L’amitié entre les peuples ne s’explique pas plus facilement que l’amitié entre les êtres qui forment ces mêmes peuples. L’on peut seulement remarquer qu’il s’y trouve souvent à la base des affinités de goûts, des identités de façons de voir et de manières d’être et de penser, et enfin une communion autour d’une perspective, d’un projet ou d’un idéal commun. Cela ne signifie pas que l’amitié entre les peuples exclut les différences. Mais ce n’est pas le principe même de la différence qui est positif, car il en est d’annihilantes. Ce qui compte c’est que se trouve dans les différences une complémentarité qui, mise au service d’un intérêt commun, est la condition même d’un enrichissement réciproque.

Ainsi la France et la Pologne entretiennent depuis toujours des rapports d’amitié privilégiés, et cela précisément en raison tant des similitudes qui les unissent que des différences qui les singularisent. L’une de ces similitudes est une simple curiosité de situation géographique qui veut que si la France est au centre de l’Europe de l’ouest, entre l’Angleterre et l’Allemagne, la Pologne, elle, se trouve au centre de l’Europe tout court, entre le Portugal et l’Oural. Il s’agit bien sûr d’un hasard mais, tout comme il y a des traits de caractères propres aux populations insulaires, il est possible que ce hasard ait induit certaines similitudes comportementales entre les français et les polonais. Dans l’introduction d’un ouvrage abondamment illustré et intitulé « Pologne » (Ed. Arkady 1994) Wojciech Gielzynski note « Pour les russes la Pologne est le vrai Occident. Pour eux les polonais sont des papistes, fidèles du pape à Rome. Comble de malheur, ils se servent de l’alphabet latin! Ils ne sont donc pas de vrais slaves, qui auraient dû rester fidèles à l’église orthodoxe et devraient se servir d’un alphabet cyrillique slave ».

Si la prospérité élargit la sphère des relations, l’épreuve rétracte vite cette dernière aux limites du cercle des amis véritables. Or à travers les siècles les épreuves n’ont pas manqué au peuple polonais, mais l’amour farouche de la liberté qu’il partage avec le peuple français lui a toujours permis d’y faire face. Depuis 1945, grâce à la paix retrouvée, la Pologne s’est remise des blessures sanglantes de la dernière guerre, et son amour de la liberté lui a donné la force de se défaire du régime de tutelle coercitive qui, depuis les traités de Yalta et Postdam, paralysait ses élans politiques vers la démocratie. 

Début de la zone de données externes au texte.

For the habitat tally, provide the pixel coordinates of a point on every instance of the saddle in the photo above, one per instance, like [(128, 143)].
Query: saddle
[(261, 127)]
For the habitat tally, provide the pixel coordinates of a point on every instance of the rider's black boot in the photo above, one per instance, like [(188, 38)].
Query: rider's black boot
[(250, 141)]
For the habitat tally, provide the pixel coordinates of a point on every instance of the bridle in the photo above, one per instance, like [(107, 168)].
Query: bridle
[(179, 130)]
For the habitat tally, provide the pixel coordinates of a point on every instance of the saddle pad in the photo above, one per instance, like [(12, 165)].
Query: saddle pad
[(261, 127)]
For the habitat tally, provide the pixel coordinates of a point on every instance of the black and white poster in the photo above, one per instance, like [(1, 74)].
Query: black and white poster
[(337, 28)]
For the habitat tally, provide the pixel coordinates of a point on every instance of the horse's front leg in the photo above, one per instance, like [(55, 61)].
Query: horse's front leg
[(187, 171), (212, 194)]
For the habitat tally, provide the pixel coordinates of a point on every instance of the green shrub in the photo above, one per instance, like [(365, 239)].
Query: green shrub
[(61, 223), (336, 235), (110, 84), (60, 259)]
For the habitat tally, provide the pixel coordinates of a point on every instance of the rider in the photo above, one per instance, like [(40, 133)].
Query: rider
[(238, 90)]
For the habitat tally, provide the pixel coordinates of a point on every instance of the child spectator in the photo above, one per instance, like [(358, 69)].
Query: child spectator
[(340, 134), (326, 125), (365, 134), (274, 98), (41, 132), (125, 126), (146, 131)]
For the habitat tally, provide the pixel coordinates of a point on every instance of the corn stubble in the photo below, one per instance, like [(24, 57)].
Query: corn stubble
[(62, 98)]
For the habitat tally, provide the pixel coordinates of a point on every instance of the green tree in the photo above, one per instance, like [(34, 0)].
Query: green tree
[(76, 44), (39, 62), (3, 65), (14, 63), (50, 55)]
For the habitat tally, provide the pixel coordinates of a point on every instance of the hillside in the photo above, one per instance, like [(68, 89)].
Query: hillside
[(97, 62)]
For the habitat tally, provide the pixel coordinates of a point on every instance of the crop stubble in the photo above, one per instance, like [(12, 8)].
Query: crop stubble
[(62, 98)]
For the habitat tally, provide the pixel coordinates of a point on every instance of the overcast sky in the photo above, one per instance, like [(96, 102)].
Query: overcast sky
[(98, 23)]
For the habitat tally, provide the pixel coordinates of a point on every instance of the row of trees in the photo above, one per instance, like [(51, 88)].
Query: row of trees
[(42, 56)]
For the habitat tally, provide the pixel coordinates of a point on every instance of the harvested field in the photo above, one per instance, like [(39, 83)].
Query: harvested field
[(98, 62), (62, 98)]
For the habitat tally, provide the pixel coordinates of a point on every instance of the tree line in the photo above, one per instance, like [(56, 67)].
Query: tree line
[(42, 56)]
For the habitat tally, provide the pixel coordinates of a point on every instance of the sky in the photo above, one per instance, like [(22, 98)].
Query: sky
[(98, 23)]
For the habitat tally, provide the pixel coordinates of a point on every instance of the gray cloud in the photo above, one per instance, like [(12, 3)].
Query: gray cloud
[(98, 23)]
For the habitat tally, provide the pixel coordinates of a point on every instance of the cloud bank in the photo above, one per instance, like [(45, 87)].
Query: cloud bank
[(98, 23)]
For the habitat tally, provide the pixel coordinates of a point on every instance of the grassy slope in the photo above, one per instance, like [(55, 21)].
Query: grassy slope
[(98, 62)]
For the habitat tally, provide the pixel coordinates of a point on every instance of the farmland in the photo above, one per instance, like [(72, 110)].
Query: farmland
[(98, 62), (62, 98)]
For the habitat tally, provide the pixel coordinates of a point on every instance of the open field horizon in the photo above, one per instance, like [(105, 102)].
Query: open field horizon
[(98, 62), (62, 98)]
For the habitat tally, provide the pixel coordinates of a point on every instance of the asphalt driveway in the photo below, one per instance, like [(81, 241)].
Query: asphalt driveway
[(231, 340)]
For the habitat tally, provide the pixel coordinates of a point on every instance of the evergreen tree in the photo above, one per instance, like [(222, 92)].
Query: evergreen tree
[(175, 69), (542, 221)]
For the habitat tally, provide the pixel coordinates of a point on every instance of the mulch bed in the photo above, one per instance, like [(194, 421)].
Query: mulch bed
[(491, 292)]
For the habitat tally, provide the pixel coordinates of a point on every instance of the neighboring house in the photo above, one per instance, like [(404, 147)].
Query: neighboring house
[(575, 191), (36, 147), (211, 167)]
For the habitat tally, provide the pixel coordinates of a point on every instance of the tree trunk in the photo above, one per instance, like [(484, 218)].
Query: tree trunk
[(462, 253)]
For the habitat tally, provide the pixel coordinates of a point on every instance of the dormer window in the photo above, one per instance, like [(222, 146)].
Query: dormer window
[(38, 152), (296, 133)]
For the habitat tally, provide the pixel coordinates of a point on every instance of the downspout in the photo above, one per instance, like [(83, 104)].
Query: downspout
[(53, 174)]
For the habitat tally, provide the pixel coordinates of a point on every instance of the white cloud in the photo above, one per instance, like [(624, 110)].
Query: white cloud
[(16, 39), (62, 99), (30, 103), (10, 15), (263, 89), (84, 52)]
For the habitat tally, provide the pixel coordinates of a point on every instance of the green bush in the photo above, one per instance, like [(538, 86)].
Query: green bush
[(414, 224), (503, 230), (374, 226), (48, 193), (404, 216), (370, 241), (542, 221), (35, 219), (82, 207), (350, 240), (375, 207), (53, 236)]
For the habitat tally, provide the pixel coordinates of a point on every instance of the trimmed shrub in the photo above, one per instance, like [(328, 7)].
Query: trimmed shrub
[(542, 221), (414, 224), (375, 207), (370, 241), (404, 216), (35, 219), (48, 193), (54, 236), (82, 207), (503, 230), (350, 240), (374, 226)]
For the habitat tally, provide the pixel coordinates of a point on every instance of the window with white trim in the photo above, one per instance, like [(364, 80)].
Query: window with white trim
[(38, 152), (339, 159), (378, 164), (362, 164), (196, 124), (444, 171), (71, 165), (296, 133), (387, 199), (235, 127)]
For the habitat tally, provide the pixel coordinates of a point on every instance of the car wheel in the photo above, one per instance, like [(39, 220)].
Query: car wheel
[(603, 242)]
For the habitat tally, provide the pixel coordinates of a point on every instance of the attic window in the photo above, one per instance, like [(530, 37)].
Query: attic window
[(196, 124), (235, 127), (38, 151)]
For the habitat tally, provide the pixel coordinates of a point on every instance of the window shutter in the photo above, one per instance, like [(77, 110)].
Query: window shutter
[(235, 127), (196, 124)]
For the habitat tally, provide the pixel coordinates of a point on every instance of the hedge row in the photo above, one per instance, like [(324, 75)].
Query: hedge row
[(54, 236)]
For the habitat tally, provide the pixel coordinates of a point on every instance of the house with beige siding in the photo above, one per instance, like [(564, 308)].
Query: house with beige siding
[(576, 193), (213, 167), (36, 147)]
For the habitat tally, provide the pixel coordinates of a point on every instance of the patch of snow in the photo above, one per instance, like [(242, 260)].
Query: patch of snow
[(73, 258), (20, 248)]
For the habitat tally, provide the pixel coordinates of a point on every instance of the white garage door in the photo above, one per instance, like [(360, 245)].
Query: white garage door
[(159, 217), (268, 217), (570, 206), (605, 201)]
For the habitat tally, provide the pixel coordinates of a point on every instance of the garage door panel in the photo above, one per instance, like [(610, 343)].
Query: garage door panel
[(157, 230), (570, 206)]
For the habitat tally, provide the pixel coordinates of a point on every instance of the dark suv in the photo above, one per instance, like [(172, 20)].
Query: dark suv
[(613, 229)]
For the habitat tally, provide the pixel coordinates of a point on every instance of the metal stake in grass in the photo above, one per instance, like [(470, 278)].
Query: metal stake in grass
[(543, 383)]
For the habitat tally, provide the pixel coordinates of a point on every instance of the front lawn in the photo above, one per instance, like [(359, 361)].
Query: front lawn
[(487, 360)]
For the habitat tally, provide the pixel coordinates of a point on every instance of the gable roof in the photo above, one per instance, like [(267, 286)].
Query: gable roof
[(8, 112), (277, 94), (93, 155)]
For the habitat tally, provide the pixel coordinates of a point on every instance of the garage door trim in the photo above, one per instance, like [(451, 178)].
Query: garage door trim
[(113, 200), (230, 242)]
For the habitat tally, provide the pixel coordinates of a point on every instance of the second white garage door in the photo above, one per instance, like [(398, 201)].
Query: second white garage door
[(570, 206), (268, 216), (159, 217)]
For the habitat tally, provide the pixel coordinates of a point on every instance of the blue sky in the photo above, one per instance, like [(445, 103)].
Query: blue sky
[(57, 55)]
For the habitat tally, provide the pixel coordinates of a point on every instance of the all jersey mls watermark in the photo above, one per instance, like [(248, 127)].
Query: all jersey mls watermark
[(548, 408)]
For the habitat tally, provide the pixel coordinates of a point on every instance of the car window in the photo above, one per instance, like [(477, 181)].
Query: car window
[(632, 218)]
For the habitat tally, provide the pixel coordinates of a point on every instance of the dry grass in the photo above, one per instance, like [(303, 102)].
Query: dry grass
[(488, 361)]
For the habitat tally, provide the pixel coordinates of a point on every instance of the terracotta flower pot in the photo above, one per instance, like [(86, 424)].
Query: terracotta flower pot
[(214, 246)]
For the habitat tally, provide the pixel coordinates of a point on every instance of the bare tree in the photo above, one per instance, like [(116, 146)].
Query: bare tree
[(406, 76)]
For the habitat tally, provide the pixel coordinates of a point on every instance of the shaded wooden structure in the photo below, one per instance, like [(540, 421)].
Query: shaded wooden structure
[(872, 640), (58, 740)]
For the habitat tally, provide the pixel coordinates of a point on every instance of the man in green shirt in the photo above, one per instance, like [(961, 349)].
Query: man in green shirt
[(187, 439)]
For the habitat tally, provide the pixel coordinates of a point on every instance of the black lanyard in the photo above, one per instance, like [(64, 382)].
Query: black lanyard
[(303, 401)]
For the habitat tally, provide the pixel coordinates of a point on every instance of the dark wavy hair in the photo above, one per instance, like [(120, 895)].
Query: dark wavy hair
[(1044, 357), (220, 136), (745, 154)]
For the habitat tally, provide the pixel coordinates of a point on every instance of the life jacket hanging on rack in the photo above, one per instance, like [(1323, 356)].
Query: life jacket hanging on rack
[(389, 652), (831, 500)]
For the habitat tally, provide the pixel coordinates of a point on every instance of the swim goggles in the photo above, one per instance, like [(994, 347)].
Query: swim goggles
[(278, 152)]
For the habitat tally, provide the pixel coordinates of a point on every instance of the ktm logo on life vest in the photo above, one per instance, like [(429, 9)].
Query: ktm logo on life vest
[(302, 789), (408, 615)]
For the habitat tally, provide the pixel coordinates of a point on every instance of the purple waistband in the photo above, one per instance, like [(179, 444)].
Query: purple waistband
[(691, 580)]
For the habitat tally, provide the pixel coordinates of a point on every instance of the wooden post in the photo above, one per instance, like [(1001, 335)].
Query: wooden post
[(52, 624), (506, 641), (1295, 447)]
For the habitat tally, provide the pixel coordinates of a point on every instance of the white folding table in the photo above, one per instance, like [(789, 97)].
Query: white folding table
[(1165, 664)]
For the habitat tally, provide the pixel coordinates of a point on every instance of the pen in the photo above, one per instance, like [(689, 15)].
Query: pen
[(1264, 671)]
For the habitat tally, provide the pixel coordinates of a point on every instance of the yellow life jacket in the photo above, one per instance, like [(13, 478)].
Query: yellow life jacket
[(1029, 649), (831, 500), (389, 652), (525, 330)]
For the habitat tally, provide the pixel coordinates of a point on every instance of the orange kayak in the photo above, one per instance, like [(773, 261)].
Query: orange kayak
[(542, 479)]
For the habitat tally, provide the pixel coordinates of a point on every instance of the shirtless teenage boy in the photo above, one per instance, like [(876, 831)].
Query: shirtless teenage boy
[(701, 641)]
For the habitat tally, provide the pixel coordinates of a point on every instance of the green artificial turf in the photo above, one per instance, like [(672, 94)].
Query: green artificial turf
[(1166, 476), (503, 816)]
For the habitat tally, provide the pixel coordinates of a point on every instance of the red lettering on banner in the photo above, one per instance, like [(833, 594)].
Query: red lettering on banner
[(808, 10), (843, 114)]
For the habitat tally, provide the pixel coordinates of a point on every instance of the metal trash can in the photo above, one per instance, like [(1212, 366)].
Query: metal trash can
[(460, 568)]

Il suffit d’aller en Pologne aujourd’hui pour constater le dynamisme de ce peuple sympathique, historiquement ami et complice de la France. Il suffit de s’y déplacer pour constater la multiplicité des attraits tant géographiques qu’artistiques et culturels. Et il suffit à présent d’aller dans un Hôpital polonais pour avoir de bonnes chances d’y trouver….un VNG français!